I have recently been diagnosed with RRMS and my emotions are all over the place. People say I’m sorry to hear that but don’t understand the emotional side of knowing the problems that you face. When someone speaks to me it takes longer to register and digest and then to reply. But what I find frustrating is that they always want to say it for you!
The hurting legs that won’t do want you want them to, the pain in the head, blurred eyes. Yes you’ve guessed it at this precise moment I am depressed about having RRMS. I know I shall come out of it, but what really annoys me is that I have had this desease since the mid 80’s and the doctors never picked it up.I shall pick myself up as I usually do but oh boy it’s so good to talk to someone who knows how I feel.
It is really hard to explain things to people who haven’t experienced them for themselves. That’s the main reason why this site is so brilliant - we really do understand.
Oh for the ability to just transfer everything we are going through and feeling to someone else, even for just a few minutes!
In the meantime, all we can do is grin and bear it from those who don’t matter and try our best to explain and lay down ground rules for those who do. If someone you work with or live with or see regularly is doing something that is really annoying you, the only thing you can do is tell them - they may think they are helping you out and have no idea that they are actually upsetting you.
Thank you, thank you, it was a relief to read what you said. I will have to gather up the courage to say exactly what I feel, but it’s so hard when it’s your nearest and dearest. The last thing I want to do is upset him as I know he is worried about me.
I will most certainly take your advice especially as I know he is emotionally upset and hasn’t yet come to terms with what it can all lead to.
Thank you once again, I really appreciated it and needed your words badly.
Ah! If it’s your other half, then tread lightly. He’ll be hurting too.
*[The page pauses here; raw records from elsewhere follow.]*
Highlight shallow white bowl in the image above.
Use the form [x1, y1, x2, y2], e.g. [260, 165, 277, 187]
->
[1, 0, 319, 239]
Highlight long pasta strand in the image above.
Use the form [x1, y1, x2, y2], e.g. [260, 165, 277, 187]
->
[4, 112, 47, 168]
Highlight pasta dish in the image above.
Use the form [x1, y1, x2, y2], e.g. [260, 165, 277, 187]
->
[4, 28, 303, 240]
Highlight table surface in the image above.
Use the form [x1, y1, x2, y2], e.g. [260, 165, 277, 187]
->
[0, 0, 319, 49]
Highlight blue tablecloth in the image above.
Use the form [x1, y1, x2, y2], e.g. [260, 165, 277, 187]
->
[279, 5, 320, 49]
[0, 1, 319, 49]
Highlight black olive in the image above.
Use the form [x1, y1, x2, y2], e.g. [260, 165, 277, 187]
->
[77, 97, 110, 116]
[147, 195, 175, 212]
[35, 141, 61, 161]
It’s really hard to hear that you’ve got MS, but it’s just as hard on our partners. They are scared to tell us how they feel for fear of hurting us. They feel like they have to “be there” for us every second of every day (even when we don’t want them there!). They are equally as terrified of the future, but don’t want to say anything because they feel they have to be strong for us. Plus they have the whole thing of “caring” hanging over them. Bloody terrifying!
Take it slow. Let him talk too. Share. Make some ground rules.
You are right he is finding it hard and the very last thing I want to do is become a burden to him. Each time I go out the room he wants to know where I’m going. If I have a shower the door cannot be locked! At the moment he’s smothering me. Logic tells me he is worried I will fall and hurt myself. My independant streak wants to yell please, please let me get on with it. I try telling him how I feel but he clams up on me.
I really feel for him as he looked after his father because of an illness (not MS) and I don’t want him feeling trapped because we are married.
I love him dearly but am finding it very difficult to accept that he must be with me at all times. I suppose that’s the answer time and saying what you feel. I just wish he would.
Thank you for speaking to me, it is really helpful.
If your husband has been through something similar, he is going to be imaging the worst from his experience, even if it isn’t probable. Sounds like you might need some professional help. There are MS counsellors at some of the MS Therapy Centres or your GP can refer you to a counsellor elsewhere - it might be best to get some proper guidance? And give you both a chance to talk about your fears without worrying the other?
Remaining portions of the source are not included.